As mentioned in the introduction, the surprise of relating the second-order corrections to the actual plate impressions was discovered by comparing images within blocks of stamps, what I will refer to as “Intra-sheet” comparisons. It was possible to use linear combinations of these Intra-sheet subtractions to estimate the differences between the plate impressions. These differences reveal the relative distortion patterns between each of the plate impressions. It was further possible to generalize this process to arbitrarily large sizes of stamp multiples (Mustacich, 2016). The array of patch adjustments can be most easily viewed as a pair of contour maps, one for the horizontal corrections and one for the vertical corrections. For example, in the case of the vertical corrections, this array can be viewed as a topographic map in which the grid of altitudes has been replaced by the array of upward or downward shifts to the image patches.
Figure 2 shows the relative distortion patterns for the Intra-sheet differencing of the dry-printed 1953 U.S. ½ cent Franklin stamp, when comparing two different sheets from plate number 26003 for the same block of 16 stamps. In these contour plots, dark shades represent upward image adjustments and light shades are downward adjustments. Notice the similarity of the patterns when comparing the same plate positions for the two different sheets. For example, the top rows of both exhibit a relative compression of the height of the image (top shifted downward and bottom shifted upward). The magnitude of these shifts in Figure 2 is small, typically less than 10µm. Thus, each plate position has its own distortion pattern, a consequence of the small differences in the “plastic” flow of the soft steel of the plates when manually rocking in each impression from the transfer roll. Extremely high pressures are required with as many as 20 or more passes when rocking in a design. The pressures when making the transfer roll itself have been reported to be in the range of 8-35 tons per square inch (110-483 MPa) (Sheaff, 1981). Consequently, variation is inevitable. This small variation inherent in the plate differences should be present in comparing any two stamps of the same issue. The research described in this article seeks to overcome the limitations of Intra-sheet comparisons, namely the requirement for large stamp multiples, because of their potential scarcity and cost, and the inability to analyze individual stamps. The desired goal is to subtract any two single stamps of the same issue, regardless of plate number and plate position, and arrive at a distortion pattern revealing differences in their plate impressions.

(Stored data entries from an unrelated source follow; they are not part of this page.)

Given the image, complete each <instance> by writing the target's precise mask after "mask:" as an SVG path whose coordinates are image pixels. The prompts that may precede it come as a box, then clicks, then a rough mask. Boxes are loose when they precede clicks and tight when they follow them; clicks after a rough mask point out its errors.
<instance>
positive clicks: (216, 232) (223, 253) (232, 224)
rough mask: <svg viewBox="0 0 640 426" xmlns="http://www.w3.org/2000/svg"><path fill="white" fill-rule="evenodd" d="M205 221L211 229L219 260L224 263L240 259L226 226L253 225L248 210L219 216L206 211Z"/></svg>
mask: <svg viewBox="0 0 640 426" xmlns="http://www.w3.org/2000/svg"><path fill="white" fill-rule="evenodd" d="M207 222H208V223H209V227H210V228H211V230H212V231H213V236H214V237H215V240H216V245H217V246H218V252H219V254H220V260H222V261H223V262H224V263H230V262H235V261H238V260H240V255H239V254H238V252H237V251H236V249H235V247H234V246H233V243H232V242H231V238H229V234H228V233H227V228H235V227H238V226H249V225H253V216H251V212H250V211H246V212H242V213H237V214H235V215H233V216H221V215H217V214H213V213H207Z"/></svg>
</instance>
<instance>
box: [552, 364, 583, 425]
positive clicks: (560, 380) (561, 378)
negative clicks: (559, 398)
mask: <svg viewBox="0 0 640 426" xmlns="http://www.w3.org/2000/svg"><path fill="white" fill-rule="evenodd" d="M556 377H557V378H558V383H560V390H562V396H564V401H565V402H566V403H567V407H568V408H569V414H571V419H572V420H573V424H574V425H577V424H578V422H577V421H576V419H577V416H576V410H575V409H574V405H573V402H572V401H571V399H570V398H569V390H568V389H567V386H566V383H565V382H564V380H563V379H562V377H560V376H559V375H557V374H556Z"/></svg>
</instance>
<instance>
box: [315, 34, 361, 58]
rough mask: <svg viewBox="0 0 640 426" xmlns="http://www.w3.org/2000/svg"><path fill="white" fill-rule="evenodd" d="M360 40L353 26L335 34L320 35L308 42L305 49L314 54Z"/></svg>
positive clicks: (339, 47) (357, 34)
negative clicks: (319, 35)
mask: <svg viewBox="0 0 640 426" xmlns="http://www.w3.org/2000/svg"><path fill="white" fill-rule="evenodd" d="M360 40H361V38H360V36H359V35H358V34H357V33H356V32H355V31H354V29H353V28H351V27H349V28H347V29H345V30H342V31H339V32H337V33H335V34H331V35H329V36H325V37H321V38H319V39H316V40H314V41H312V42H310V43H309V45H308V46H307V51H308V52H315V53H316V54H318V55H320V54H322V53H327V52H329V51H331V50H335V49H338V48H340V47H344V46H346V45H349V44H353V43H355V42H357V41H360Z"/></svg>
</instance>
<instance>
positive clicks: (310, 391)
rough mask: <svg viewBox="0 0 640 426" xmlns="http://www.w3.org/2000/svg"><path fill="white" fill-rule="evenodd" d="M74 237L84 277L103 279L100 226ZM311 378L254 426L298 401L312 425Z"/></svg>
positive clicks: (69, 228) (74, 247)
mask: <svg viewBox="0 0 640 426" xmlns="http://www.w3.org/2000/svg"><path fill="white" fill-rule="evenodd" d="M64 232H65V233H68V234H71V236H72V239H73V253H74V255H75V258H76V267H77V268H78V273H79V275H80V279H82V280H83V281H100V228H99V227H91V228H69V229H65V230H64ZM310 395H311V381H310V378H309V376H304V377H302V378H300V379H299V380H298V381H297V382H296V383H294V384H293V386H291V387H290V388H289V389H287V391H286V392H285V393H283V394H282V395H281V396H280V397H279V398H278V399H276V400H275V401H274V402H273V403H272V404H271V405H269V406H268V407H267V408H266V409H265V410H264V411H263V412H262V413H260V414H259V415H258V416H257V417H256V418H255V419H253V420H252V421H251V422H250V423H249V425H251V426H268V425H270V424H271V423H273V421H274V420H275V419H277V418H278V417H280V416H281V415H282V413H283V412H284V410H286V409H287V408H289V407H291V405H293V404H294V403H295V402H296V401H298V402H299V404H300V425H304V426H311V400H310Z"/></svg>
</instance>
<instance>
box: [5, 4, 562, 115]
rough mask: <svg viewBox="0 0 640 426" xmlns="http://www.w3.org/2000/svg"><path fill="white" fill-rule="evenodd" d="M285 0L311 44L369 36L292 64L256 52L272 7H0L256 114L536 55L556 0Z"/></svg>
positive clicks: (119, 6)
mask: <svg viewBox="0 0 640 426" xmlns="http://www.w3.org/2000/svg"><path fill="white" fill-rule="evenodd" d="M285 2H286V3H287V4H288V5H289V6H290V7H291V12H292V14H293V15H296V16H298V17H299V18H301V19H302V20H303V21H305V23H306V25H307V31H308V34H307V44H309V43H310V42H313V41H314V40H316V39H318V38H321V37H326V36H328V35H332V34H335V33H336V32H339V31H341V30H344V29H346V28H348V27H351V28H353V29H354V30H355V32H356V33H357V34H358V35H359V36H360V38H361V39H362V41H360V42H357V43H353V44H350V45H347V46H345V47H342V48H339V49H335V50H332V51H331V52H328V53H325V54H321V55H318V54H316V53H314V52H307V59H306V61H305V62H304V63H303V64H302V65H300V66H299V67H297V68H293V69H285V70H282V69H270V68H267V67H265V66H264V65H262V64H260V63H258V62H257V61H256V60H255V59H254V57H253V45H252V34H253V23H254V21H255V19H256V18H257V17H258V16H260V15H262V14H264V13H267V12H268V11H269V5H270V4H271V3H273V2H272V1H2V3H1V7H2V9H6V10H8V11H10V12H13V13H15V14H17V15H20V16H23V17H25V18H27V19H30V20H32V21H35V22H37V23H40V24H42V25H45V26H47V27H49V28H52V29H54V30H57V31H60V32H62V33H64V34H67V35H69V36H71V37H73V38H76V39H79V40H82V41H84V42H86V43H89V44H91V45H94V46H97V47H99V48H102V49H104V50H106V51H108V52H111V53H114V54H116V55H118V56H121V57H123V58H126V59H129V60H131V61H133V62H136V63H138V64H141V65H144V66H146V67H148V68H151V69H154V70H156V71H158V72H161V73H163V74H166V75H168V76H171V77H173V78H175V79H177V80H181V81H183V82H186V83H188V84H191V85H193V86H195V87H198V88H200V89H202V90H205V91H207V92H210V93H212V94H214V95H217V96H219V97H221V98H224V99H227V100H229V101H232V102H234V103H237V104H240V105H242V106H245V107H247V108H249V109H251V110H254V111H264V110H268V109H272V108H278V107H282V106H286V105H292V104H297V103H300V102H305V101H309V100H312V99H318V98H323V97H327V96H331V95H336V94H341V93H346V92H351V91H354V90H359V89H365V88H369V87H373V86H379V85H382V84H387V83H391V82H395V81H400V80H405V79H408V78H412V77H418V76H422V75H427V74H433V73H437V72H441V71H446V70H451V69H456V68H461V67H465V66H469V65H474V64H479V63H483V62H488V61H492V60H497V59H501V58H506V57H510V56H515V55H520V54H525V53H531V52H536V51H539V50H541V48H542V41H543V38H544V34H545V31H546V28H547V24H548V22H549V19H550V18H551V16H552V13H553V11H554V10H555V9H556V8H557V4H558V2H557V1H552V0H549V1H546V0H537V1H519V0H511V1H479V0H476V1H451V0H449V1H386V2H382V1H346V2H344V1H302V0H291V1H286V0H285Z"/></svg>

Figure 2. A comparison of distortion patterns between plate impressions calculated for two blocks of 16 stamps, same plate number 26003, same plate positions, of the 1953 dry-printed ½ cent U.S. Franklin stamp using the Intra-sheet method published earlier (Mustacich, 2016). These contour plots, like topographic maps, show the vertical shifts of the die features, darker shades being increasingly upward, and lighter shades being increasingly downward. Note the similarity of the distortion patterns in comparing the same plate positions in the two blocks.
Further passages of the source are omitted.